Millennium moan

 

From The Times of London (March 7, 1998)

by Mike Pattenden

DISCO 2000. Edited by Sarah Champion. Sceptre. Pounds 6.99 (Fiction) - ISBN 0 340 70771 2.

What will you be doing on New Year's Eve 1999? The options for celebrating the end of this century in style are manifold. Ravers will head for the mother of all parties; clubs will break the Pounds 100-a-ticket barrier; the fountains in Trafalgar Square will run with sick; Peter Mandelson will have a nervous breakdown in the lavatories of the Millennium Dome; and Scotland will be obliged to erect barriers at Hadrian's Wall to stop overcrowding in Princes Street.

However, for the writers of Disco 2000 the fin de siecle promises a crescendo of misery, despair, madness and confusion. The message appears to be, don't make any plans for New Year's Day: the mother of all hangovers awaits.

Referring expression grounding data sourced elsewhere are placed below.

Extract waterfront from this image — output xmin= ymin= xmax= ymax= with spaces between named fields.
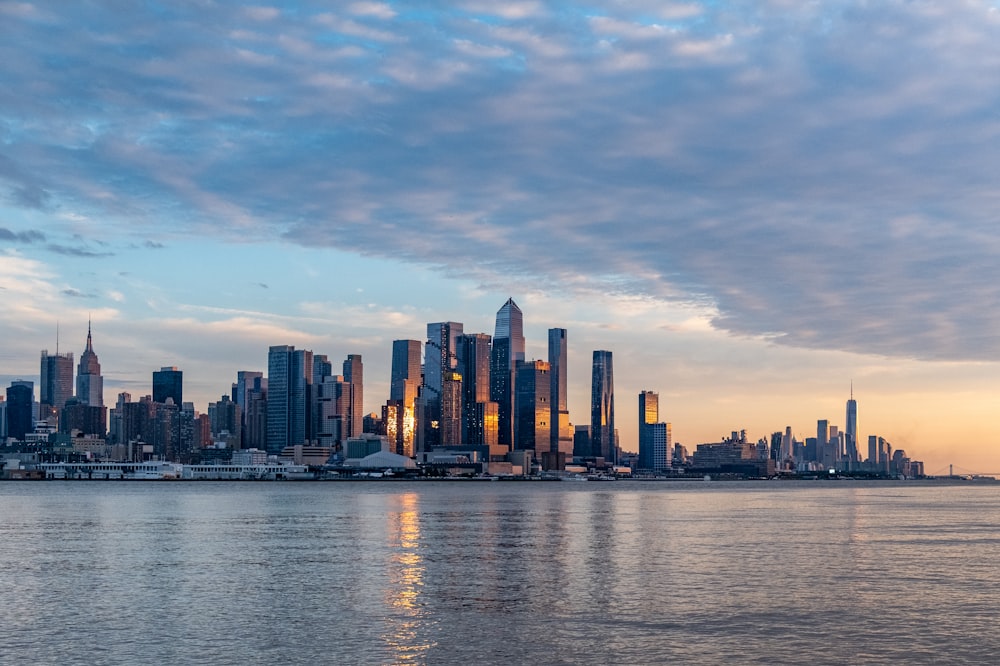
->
xmin=2 ymin=481 xmax=998 ymax=665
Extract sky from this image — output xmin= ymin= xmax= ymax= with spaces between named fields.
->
xmin=3 ymin=0 xmax=1000 ymax=473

Mancunian journalist Sarah Champion previously edited Disco Biscuits , an anthology of short stories about club culture. Here she assembles 19 writers - including Generation X author Douglas Coupland , cyberpunk pretender Neal Stephenson, former millionaire prankster Bill Drummond and his inspirer, Illuminatus creator Robert Anton Wilson - and asks them to imagine what the century's final moments will be like.

The elements are much the same: drugs, sex, music and violence (and several of the collection's stories become tiresomely bogged down in them) but the comedown is far worse. As the clocks measure out the final hours and minutes of 1999 we are presented with the end of civilisation, the end of culture, the end of time, the end of hope.

Pulling off that memorable New Year's Eve you've nurtured all year is a hit and miss affair anyway, but hardly anyone is having a good time here. Disco 2000 's darkest moment belongs to Steve Aylett's Gigantic, in which a scientist who warns of an impending psychic collapse is turned into a freak show by the media. The story ends with the world's major cities submerged under the corpses of a thousand years of innocent victims.

Douglas Rushkoff pursues a theme he began with last year's disappointing rave novel The Ecstasy Club , but strikes a more chilling note as his prose poem reveals a cult messiah conducting a mass suicide. Douglas Coupland pictures a man who cannot reproduce and decides to clean the 20th century out of his system. In Nicholas Blincoe's The English Astronaut, a crazed numerologist clubber descends on Jerusalem and meets his maker. Elsewhere ravers at the end of the world are stuck in a time loop; the first human clone escapes and reproduces; people mysteriously disappear; and a suicidal man is condemned to party for the rest of his life.

If it's going to be this bad, I think I'll stay in and watch telly. That way the century will end for me, as it inevitably will for the vast majority of us, not with a bang but with Michael Barrymore conducting B-list celebs in a chorus of Auld Lang Syne.